If you’re thinking of working in the construction industry, there are plenty of opportunities for people who want to be employees of a medium to a large company. However, if you’d like to maximize your income and have a more flexible work/life balance, you may want to consider setting up in business as a qualified, licensed contractor.
How To Qualify
You’ll need to follow the rules and regulations of your state. For some, shadowing experienced building contractors is helpful. Regardless, you will want to get licensed first by an approved body in your region. If you’re based in states like Alabama, learn more about getting qualified at contractortrainingcentre.com.
Depending on where you live, you may need to pass several exams in your chosen field, or prove your skill-sets based on your experience. Expect to be asked for a background check, a review of your business or personal finances, and be prepared to put up money for insurance or a bond.
Thinking Of Staying Unlicensed?
Think again. In many states, if you’re caught operating without a license you could be fined, put on probation or face jail for up to a year. Get caught a second time and you could be looking at a five-year sentence.
Personality Traits Of Successful Contractors
Aside from having a building contractor license, it’s wise to think about whether you have a personality that’s suited to being self-employed. You’ll need to be flexible, honest, direct and be able to build trust with others quickly. If you’re hard-working, motivated and do an excellent job, that’ll help too.
Your ability to build and maintain relationships – not just with potential customers, but also subcontractors, vendors, and suppliers – is vital.
The Benefits Of Becoming A Licensed Contractor
Once you’ve got your building license, the world of construction opens up and you’ll find:
- You’ll have the potential to earn more as you’ll have more control over your hourly rate and price quoted per project.
- There will also be more opportunity as a licensed, rather than an unlicensed, contractor to work on large-scale construction projects.
- Over time you could earn more as a contractor than an employee of a building company.
- More freedom as you can choose which clients to work with, as well as the option to schedule time off when needed. This can improve your quality of life significantly.
- A more flexible career as you can choose who you work with, where you work, the size of the project and whether it’s small, residential or commercial.
However, there are drawbacks to being self-employed:
Remember that as a self-employed contractor, you’ll have to contend with:
- Lower financial stability, as it can take time to build your business and have regular clients.

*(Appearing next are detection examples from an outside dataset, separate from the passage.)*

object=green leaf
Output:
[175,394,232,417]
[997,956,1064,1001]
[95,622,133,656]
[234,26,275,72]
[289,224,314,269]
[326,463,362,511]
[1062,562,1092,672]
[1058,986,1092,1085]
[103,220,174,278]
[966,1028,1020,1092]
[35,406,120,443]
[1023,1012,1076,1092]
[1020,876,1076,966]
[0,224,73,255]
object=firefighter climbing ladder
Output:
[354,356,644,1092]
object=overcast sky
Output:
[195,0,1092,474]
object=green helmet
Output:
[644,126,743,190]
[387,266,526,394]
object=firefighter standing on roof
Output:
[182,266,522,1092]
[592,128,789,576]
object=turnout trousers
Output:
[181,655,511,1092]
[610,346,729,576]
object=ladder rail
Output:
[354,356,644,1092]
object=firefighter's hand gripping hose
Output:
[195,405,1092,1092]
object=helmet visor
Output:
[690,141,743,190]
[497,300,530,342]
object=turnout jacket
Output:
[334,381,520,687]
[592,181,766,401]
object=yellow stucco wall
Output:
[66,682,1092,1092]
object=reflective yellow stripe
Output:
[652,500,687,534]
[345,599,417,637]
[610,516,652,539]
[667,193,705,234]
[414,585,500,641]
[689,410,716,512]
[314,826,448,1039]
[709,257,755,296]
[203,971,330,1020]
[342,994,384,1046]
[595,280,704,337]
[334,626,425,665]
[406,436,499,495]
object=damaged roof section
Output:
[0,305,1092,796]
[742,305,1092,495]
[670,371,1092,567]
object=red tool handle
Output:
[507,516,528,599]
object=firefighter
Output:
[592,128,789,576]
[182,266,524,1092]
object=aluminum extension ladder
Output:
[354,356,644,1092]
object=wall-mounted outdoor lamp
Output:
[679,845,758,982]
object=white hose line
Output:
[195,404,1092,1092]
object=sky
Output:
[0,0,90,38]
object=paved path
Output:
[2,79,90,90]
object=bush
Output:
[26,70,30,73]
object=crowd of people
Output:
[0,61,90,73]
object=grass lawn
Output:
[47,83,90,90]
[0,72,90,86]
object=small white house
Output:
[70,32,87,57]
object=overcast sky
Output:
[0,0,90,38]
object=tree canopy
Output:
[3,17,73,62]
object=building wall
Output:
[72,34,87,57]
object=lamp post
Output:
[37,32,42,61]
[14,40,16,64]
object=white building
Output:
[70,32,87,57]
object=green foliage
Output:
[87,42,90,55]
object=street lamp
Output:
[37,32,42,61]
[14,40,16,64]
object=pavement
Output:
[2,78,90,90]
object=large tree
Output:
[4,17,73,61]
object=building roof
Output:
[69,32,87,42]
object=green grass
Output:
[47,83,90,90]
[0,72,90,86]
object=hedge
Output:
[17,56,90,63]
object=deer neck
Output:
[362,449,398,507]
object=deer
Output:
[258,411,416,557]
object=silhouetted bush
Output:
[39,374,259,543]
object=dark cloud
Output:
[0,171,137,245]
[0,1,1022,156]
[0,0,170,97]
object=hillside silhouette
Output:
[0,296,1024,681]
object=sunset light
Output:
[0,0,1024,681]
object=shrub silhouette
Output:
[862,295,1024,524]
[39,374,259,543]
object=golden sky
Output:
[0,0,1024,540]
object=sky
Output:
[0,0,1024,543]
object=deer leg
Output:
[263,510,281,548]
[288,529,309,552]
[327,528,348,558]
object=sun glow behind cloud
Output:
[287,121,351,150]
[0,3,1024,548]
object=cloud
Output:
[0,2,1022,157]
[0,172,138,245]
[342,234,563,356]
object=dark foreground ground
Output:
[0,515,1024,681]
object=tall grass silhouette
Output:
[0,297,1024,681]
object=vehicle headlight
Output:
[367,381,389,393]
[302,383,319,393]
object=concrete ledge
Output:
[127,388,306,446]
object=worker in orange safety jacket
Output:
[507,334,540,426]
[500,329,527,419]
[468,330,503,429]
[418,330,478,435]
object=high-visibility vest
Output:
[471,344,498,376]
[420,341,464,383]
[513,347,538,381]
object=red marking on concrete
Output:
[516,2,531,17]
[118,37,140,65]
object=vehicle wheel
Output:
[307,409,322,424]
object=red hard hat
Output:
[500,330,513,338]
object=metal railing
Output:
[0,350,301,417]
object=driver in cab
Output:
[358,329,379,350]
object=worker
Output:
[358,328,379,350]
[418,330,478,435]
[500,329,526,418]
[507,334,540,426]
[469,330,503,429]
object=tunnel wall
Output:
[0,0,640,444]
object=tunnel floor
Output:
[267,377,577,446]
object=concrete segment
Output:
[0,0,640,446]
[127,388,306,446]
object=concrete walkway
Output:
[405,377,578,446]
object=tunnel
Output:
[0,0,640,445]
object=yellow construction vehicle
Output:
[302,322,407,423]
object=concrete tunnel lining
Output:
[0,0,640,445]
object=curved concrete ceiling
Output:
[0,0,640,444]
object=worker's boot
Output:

As your business grows due to word of mouth and recommendations, potentially you could earn more than your employed colleagues.
- Increased expenses such as licensing and bonds, marketing, business operations, as well as personal and business insurance.
- Remember to set aside some of your earnings to deal with these expenses, so you avoid any nasty surprises.
- The challenges of running your own business are quite different from knowing the ins and outs of your chosen field in the construction industry. As a business owner, you’ll need to wear many hats – including taking care of accounting, record-keeping, marketing, and planning for the future.
- If you struggle with some of these responsibilities, consider outsourcing them to other professionals so you can focus on what you do best.
If you’re ready to enter this lucrative career, start by studying for the exam. Passing the contractor exams gives you a proper grounding in all aspects of construction, as well as many relevant business practices. To find out which licenses are required in your local area, contact your planning and development board, or contractors’ state license board.